“At the EPF, each one of us is driven by our vision, which is to help members achieve a better future. We define ‘a better future’ from three perspectives - The first is financial security. We want to empower our members to be financially protected, to have consistent and secure income for their retirement days. Secondly, we want them to be able to take care of their welfare and well-being, by leading a healthy lifestyle. And thirdly, we want them to have a happy and meaningful life with their loved ones, while being able to give back to the community, at the same time,” said Sazaliza.
With the average life expectancy of Malaysians at 85 to 86 years old, Sazaliza said that the EPF continues to stay committed in ensuring that the 14.7 million members registered with the fund, can have adequate savings to make it through another 25 or more years after retiring at 60.

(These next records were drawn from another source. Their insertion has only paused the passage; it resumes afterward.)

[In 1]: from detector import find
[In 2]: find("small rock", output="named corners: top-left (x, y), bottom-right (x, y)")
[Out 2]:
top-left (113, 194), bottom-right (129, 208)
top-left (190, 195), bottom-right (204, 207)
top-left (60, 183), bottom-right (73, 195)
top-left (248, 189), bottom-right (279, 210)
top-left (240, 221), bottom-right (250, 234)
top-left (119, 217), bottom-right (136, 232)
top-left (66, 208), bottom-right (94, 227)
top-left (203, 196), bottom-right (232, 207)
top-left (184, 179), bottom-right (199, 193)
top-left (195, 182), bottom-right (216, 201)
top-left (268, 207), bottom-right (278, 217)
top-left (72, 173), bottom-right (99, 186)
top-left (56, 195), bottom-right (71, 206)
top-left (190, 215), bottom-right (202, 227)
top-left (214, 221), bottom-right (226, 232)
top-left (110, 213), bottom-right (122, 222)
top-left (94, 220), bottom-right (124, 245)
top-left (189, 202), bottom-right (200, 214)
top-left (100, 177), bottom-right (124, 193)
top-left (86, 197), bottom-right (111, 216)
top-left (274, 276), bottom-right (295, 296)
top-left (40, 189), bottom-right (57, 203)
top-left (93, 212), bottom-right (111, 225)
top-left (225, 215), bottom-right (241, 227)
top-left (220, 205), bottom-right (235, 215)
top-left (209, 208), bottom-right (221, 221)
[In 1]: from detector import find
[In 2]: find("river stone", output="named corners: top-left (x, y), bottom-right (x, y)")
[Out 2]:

“This vision is a huge responsibility for us at the EPF to uphold, but it gives us a powerful sense of purpose - everything that we do here and the improvement we make is for the benefits of these 14.7 million members,” said Sazaliza. He candidly shared that he sees his job as more than just a means to earn a living, but as a national duty to Malaysia’s working population and their families.
DOING RIGHT FOR THE PEOPLE
“I remember my first boss when I joined the EPF telling me that being an employee here, I am held accountable for the lives of 14 million Malaysians. This advice serves as a reminder for me to always do the right things, with the right intentions at heart and in mind at all times,” said Sazaliza. That conversation with his boss 13 years ago became a mission statement for Sazaliza, which has guided the way he makes his decision at the institution.
Coming in with nine years of experience at one of the Big Four auditing firms, Sazaliza said that the EPF’s environment and work culture is far removed from the common perception of a laid-back government office. He shared the EPF’s people and culture transformation efforts that have started in the institution, as early as 2001.
“We have been steadfast in future-proofing the organisation, from our processes all the way to building the agility of our employees. Conversations about preparing the organisation for the VUCA (volatile, unpredictable, complex and ambiguous) future is a norm here. We want our people to be aware that to remain relevant, they need to constantly up-skill themselves, take on new challenges and always, be ever-ready for change.”
Since joining EPF, he has held various roles, which has equipped him with experiences and established stronger network across the organisation. The first role held in 2006 was as the Head of Accounts, before moving to other roles, including the Head of Procurement, the Head of Finance, and the Head of Internal Audit, subsequently. The diverse exposure has strengthened his understanding on both micro and macro levels from strategy formulation to execution. More importantly, it has built his leadership capability and prepared him for his current role as the organisation’s Chief Financial Officer. Even though the EPF’s policy generally calls for employees to be rotated every two to five years, Sazaliza considers himself lucky to be trusted by the institution to progress faster, having switched five times since he came on board. “If you look at the learning methodology, 70% of what you learn is actually from on-the-job training. What I appreciate from the EPF is that they allow me to rotate easily within the organisation and not just be in a single position for a long period,” explained Sazaliza.
He also highlighted about the many learning and development opportunities at the organisation. “Our EPF Learning Campus in Bangi, is our dedicated learning and development hub. It caters and offers comprehensive L&D programmes, which encompass non-executive level up to C-Suite level. The best part is that employees are empowered to choose and select their desired learning intervention - this is one of the ways that we empower them to take charge of their own professional and personal growth.”
INTEGRITY IS KEY
At the end of the day, Sazaliza shared that the joy he gets from working in the EPF is being able to truly make a difference. “Being in the EPF requires you to have the right mindset to help improve the welfare and well-being of 14 million members – some of which might be people close and important to yourself, then the satisfaction of being able to make such changes that benefit them is truly priceless,” said Sazaliza.
He also highlighted that the most important trait for anyone working at the EPF is having a high level of integrity. “Warren Buffet once said that in looking for people to hire, you look for three qualities - integrity, intelligence, and energy. And if you don’t have the first, the other two will kill you. Reflect on this and you’ll find it’s true. Integrity is what makes it hard to question a person’s intentions because you can be sure that he or she will use sound judgment in their decision making,” he said. Sazaliza went on to emphasise that “a person who is a great example to others of integrity will gain respect and inspire others to emulate the same set of values.”
“So yes, at the EPF we want people who are bright, curious, and passionate, those who really want to make a difference. But those with high level of integrity is even more critical to ensure the organisation will continue to remain relevant and serve its purpose meaningfully to our members,” emphasised Sazaliza.
This vision is a huge responsibility for us at the EPF to uphold, but it gives us a powerful sense of purpose - everything that we do here and the improvement we make is for the benefits of these 14.7 million members.